When you
think, as I do, that Margaret Thatcher’s creed of selfish individualism did
incalculable harm to this country, it can be difficult to give her credit when
it is due. However, she deserves praise for her very significant contribution
towards global action on the crucial issue of climate change. It is ironic that
this was a policy she later seems to have regretted.
Thatcher was
a research scientist by training and is the only scientist ever to be prime
minister. Perhaps that helps to explain why, in 1988, she was the very first
world leader to voice alarm over climate change.
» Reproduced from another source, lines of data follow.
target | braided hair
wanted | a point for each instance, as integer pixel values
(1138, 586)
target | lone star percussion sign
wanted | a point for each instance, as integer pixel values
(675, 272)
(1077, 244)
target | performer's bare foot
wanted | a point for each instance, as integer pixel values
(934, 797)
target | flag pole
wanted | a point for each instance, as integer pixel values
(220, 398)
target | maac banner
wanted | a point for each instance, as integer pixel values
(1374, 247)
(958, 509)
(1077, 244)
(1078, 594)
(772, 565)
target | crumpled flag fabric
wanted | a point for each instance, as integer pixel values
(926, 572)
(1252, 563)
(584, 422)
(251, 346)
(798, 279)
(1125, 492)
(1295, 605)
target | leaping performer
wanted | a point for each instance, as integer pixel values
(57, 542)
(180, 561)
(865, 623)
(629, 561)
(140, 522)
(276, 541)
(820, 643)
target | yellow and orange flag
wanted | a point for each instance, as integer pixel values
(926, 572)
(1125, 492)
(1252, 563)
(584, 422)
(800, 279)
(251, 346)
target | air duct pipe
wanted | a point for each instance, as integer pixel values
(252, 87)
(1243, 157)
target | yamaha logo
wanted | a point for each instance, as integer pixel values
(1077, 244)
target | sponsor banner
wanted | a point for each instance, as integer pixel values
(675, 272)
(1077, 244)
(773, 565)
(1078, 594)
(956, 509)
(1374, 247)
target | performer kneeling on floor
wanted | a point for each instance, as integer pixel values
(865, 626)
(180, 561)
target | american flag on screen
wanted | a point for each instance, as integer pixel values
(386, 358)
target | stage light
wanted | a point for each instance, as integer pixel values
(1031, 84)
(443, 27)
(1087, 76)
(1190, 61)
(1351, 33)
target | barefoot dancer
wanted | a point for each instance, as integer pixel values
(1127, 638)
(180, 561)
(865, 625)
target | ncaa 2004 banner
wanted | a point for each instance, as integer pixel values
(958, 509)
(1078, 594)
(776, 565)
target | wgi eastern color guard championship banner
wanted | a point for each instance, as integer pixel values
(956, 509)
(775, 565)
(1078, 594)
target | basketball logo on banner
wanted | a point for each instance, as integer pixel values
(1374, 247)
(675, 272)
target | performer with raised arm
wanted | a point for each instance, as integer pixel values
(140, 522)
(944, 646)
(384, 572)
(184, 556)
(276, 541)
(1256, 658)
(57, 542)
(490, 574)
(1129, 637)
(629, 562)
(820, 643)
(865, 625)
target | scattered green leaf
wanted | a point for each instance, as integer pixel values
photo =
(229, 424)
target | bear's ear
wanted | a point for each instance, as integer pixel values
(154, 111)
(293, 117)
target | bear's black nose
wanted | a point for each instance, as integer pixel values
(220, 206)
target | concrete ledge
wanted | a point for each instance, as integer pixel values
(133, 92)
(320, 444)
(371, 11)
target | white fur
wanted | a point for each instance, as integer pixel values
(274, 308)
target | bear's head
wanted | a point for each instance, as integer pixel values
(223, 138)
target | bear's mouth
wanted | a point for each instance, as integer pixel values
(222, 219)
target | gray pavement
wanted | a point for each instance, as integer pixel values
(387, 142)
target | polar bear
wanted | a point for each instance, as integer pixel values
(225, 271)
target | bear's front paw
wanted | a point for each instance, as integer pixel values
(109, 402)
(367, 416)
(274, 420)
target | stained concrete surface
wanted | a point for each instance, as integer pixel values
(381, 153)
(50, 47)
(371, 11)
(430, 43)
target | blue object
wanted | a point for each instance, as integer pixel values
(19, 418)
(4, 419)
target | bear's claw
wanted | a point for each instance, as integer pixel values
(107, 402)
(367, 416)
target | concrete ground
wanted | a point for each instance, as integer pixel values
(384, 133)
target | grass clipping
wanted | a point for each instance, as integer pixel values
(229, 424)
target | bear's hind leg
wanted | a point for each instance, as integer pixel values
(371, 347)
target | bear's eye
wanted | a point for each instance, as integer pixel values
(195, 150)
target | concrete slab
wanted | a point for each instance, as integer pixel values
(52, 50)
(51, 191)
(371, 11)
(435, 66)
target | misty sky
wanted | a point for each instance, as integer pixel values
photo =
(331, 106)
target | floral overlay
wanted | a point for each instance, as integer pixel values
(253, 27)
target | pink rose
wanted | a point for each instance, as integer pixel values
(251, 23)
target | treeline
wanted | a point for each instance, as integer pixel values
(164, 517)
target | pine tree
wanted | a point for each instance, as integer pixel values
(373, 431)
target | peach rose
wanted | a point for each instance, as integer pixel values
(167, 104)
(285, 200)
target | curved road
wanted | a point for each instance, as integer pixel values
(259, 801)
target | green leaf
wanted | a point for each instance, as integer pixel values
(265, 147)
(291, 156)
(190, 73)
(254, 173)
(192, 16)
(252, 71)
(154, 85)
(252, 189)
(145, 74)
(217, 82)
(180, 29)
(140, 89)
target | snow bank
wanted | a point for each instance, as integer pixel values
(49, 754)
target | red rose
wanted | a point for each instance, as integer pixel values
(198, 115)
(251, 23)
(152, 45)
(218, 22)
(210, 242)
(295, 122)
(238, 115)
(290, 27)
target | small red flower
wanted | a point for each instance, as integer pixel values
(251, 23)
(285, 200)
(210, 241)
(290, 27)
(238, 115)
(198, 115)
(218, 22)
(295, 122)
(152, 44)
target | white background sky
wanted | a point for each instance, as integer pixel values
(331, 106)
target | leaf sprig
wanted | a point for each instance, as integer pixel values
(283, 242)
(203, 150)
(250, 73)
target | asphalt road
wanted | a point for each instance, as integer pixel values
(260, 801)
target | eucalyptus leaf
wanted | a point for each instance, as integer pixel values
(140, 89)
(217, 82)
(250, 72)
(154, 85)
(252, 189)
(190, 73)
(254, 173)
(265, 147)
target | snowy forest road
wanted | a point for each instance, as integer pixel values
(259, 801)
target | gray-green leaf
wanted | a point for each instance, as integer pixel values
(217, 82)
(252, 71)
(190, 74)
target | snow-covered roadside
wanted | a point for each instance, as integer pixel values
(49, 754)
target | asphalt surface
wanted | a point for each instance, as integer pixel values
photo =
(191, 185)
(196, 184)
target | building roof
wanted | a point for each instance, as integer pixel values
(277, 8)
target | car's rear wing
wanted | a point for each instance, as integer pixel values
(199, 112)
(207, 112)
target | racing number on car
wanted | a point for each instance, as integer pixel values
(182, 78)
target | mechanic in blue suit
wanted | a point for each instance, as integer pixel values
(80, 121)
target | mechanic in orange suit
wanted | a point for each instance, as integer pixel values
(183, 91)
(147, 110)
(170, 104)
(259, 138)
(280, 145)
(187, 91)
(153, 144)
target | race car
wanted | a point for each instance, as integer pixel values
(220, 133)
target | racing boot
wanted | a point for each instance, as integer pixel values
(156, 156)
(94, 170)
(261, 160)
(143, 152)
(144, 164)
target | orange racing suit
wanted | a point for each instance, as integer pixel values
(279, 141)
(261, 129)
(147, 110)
In 1989, she made a dramatic call
to action at the UN and was instrumental in the setting up of the UN’s
Intergovernmental Panel on Climate Change, which led to the Kyoto protocol.
In 1990 she
set up the Hadley Centre in the UK to carry out research into climate change.
In the final
month of her premiership in 1990, Thatcher addressed the World Climate
Conference and said that global warming was “real
enough for us to make changes and sacrifices, so that we do not live at the
expense of future generations.” She went on “Remember our duty before it is too late. That duty is constant....It
lives on as we breathe.”
In her
retirement, her views changed and in 2003, 13 years after leaving Downing
Street, she wrote the kind of dismissive account of climate science that would
not be out of place on Sarah Palin’s website.